I recently received an offer to extend a Lease in Weld County, CO. The Bonus is very low and they want a 5 yr lease with possible 3 year extension. Has anyone else heard of this long of a lease and does anyone have a Bonus Offer they can share? Thanks for any insight/help you can give me.
In the new oil business, Weld county is becoming more of a mining based operation. High capital costs, long lived reserves, cost efficient operations. The risk of finding oil is near zero due to fracking and horizontal drilling technology. As a mineral owner you must adapt your expectations to the new oil production economy and demand lease terms that reflect the long term geologic potential of your property. Owners should know what the quantity and quality of proven, possible, and probable resources (inventories ) are for their land in order to strike fair deals.
Gary L Hutchinson
We are in 7N60W S14 and 15 and had a low offer that we let lapse. I'm curious what your offer was. I'll send a friend request.

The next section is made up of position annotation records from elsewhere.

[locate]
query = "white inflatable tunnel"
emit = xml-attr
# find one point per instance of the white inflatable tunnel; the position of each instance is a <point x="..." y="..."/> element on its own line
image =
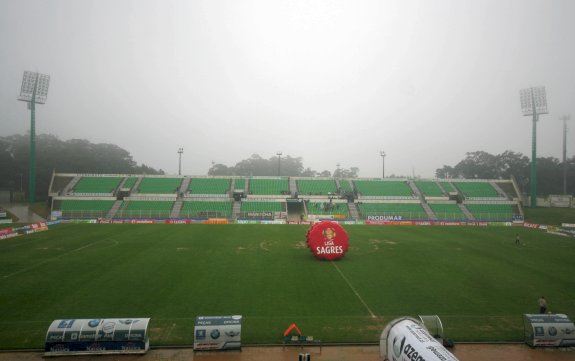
<point x="406" y="339"/>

Only $100 per NMA and 3/16 Royalty. N B Mitchel
We are in 7N60W S14 and 15. 480 net acres for whole family, though I've only got a fraction of that. We had an offer from Caerus for 3+3, 18.75% royalty, $125 per net mineral acre, for the initial three years, and $150 per net mineral acre extension. I understand that rates have been much higher to the SW of us. We let the offer go. Still waiting.

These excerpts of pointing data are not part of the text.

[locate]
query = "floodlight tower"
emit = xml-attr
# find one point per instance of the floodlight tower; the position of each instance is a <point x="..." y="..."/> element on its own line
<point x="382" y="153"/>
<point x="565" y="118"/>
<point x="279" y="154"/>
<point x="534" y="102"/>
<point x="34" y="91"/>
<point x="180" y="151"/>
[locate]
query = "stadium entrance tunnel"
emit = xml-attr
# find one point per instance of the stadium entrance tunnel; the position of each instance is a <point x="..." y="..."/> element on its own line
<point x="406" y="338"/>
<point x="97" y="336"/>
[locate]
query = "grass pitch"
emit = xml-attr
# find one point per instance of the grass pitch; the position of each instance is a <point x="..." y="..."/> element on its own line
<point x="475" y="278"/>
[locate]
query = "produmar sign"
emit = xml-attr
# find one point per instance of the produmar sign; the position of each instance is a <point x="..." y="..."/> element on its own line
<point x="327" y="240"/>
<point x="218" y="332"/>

I own a small fractionalized MI. However, it has leased in the recent past for 3/16 and 3 yr 2yr extension with.a $340 bonus per NMA. Prior to that, it leased for 3/16 and a $225 bonus per NMA.
One potential source of some information is from forced pooling notices in nearby Townships. You can find this information on the Colorado Oil and Gas Commission website - Township & Range.
Another source of current rates is the Lierle Price Report (although you must take it with a grain of salt since offers vary by exact location) showed lease terms between 1.5 - 5 years and average lease bonus of $300/NMA (NW Weld was lower at $20/NMA but I'm not sure I'd put stock in that number).
Here's a checklist you can use that has some other things to consider. As with any business transaction, be sure to cover your bases and get help if you aren't comfortable negotiating the deal. Also, don't be pressured by tactics that threaten that the offer is only good for a limited time.
Thanks so much. So hard to get info on current leasing, other than it’s low.
Matt: Good info in the PDF. Thanks. With just a a quick look, I already have a question: We have 2 non-contiguous tracts. The last landman I was in touch with insisted the Pugh clause negated the need for 2 separate leases. What advantage is two leases if we have a Pugh clause?
First, let me say that I am and Engineer not a Landman so this is not my area of expertise. That said, from what I've read, I would tend to agree with the landman you spoke with. In terms of having two leases, if you can shop around and get a better offer for the tract in a better area (higher bonus, higher royalty, shorter term, etc.), then it might be worthwhile to lease the parcels separately.
At the end of the day, it sounds like you have your bases covered in terms of ensuring that the production from a pooled unit in the first tract won't hold the portion of the lease covering the second tract. Be sure to consult a professional to review the specific language in the lease because not all Pugh clauses are created equal.
I'd be interested in what some of the land experts have to say. Anyone?
Two leases act as a natural firewall against the possibility of inadequate language in a single lease. There is also always the possibility that how language is construed can change. Having 2 leases should add minimal cost to the deal.